There’s no other way of putting it: Standard Chartered (LSE: STAN) is struggling. The emerging markets-focused bank has been seeking ways to restore investor confidence after replacing its long-time CEO Peter Sands in June.
Standard’s new CEO, Bill Winters, has got straight to work, cutting around 5% of the bank’s total headcount and targeting cost savings of $1.8bn by 2017. More than $400m of savings have already been achieved this year. Within the past few days, the bank has announced that it is planning to cut a quarter of its senior banking positions.
Troubles run deeper
Unfortunately, Standard’s troubles run deeper than just a high-cost base. Bill Winters is trying to tackle what he has called a legacy of “growth over risk discipline”, which was born under the leadership of Peter Sands. This policy of quantity over quality is now coming back to haunt the bank. A spike in losses on legacy loans is eating away at Standard’s capital reserves. The bank has already been forced to cut its dividend payout to try save cash.

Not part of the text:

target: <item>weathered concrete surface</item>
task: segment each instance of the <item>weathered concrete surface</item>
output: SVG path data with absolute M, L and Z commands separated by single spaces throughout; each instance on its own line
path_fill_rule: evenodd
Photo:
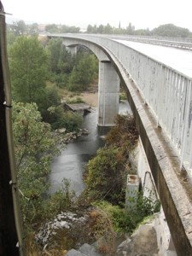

And figures suggest that Standard’s financial situation could be deteriorating almost every day. During the first-half of the year, Standard was forced to write off $1.7bn worth of loans due to the deterioration in Indian economic growth and continued commodity market weakness.
But since the bank reported this figure, commodity prices have continued to slide, and the number of commodity companies falling into administration has increased. The longer the downturn lasts, the more pressure resource companies will face.
Piling on the pressure
As I’ve written before, City analysts have estimated that around 20% of Standard’s total loan book is linked, directly and indirectly, to the commodity market — approximately $61bn in dollar terms, roughly 140% of the bank’s tangible net worth.
Management has been trying to reduce Standard’s exposure to commodities for more than a year now, so the bank’s actual exposure is likely to be lower than the figure above. Nonetheless, analysts at Australian bank Macquarie have predicted that Standard could be facing commodity-related losses $5.9bn during 2015 alone.
These figures exclude any losses on loans made to Chinese customers.
The China issue
British-based banks are the largest foreign lenders in China, with a total of $221.2bn outstanding loans to China. Standard and HSBC are the two of the biggest international lenders operating within the country. During the past year, the number of Standard’s outstanding loans to entities based in China expanded by 30%.
If China’s economic situation continues to deteriorate, there could be a surge of bankruptcies across China’s corporate sector, which is already awash with debt. And when coupled with Standard’s commodity-related losses, even a relatively minor loss on loans to Chinese customers could tip the company over the edge.
Still, City analysts believe that Standard will tap investors for cash later this year via a multi-billion pound rights issue to try and shore up its balance sheet. Standard saw its common equity Tier 1 ratio, a measure of financial strength, fall to 10.7% at the end of last year, from 11.2 a year earlier.